装備したものの会心率を大幅に上昇させる。

会心率+5000%



「これってつまり……」

「ああ、そうだ。会心率100%アップなら、常時クリティカルヒットになるわけだが……。今回のこれは、常時その50倍の威力で攻撃できる」

「ま、まじか……」


 確かに、理屈で言えばそうなる……のか……?

 だがそれはあまりにもけた違いな数字だった。

 ステータスがただでさえ上がり続けているのに、そのうえダメージにまで補正がかかるとなると……これはいったいどこまでいくんだ?

 俺の成長はまさに天井知らずといった感じだった。


「いやぁ俺たちもまさかここまでの装備品を作れるとは思ってなかったぜ。これもお前さんの持ってくるレア素材のすごさのおかげだ。いい経験させてもらってるよまったく」

「こちらこそだ」


「よしロイン、さっそくこの装備を試してみるか?」

「ああ、そうだな。そうしよう……。ちょっとこれは俺も気になる」


 俺たちがサイハテダンジョンから帰ってきてから、工房には試し切りスペースが作られていた。

 大きな丸太に、何本もの剣のあとがある。

 装備を持った俺たちは、さっそく試し切りスペースへ移動する。

 俺が例の丸太の前に立つと、レドットから声をかけられた。


「おいおいロイン、あんたはこっちだ」

「え……?」

「あんたのその馬鹿力で丸太なんか切ったら、大変なことになるだろ? それこそ、地面や建物ごと破壊されかねない」

「ああ、そうだな……確かに。でも、それならどうするんだ?」


「こっちにロインようのスペースを作ってある。王様専用だ」

「そうか、悪いな」


 俺はレドットに連れられて、屋外に出る。

 そこにはだだっぴろい岩石地帯に囲まれた、試し切りスペースがあった。


「こんなものを作ってくれたのか……」

「これなら思い切り暴れても大丈夫だ」


 試し切りスペースと工房の間には、さまざまなレア鉱石で作った強化壁が施されていた。

 ブラッディ鉱石やサンドラ鉱石、その他さまざまな鉱石を加工して作った、最強の防壁。

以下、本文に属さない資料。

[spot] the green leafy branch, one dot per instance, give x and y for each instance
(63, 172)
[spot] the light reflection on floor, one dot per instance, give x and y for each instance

 そして試し切り用のポールは、丸太ではなくこれも特殊素材で作られていた。


「これは……?」

「これは竜の骨やうろこを使って作ったものだ。さらに鉱石を液体状にしてコーティングしてある。お前さんの力でも壊せないと思うぜ」

「なるほど……それなら大丈夫そうだ」

「なにせお前の集めてきた上位レア素材の中でも、選りすぐりの素材を使って作ったからな」

「よし……それじゃあ遠慮なく」


 確かに、俺のいままで集めてきた数々の素材なら、納得の耐久力だ。

 俺も思い切り殴れるというものだ。


 俺はそでをまくり、腕をぶんぶん振って体を温めた。


「おいおいロイン……剣は?」

「素手で大丈夫だ」


 そして俺は、思い切り試し切り用ポールをぶん殴った。


 ――ズドーン!!!!


「えええええええええええええ!!!?!??!?」

「はは……やりすぎたか……」


 俺はこれでも手加減して殴ったつもりだったのだが……。


【ダメージ:56B(ビリオン)


 ダメージはついにBを記録した。

 まあステータスがM(ミリオン)だし、そこに会心率をかければそのくらいになってもおかしくないか……。


「ああ……せっかく作ったのに……」

「すまんすまん……」


 そして試し切り用のポールは、跡形もなく吹き飛んでいた。


「もう試し切りはむりだな……実戦で試してくれ……」

「ああ……そうするよ」


 俺としても、素材の無駄になるのは勘弁だ。

 それにしても、これだけのパワーになると、実戦でも持て余しそうだ……。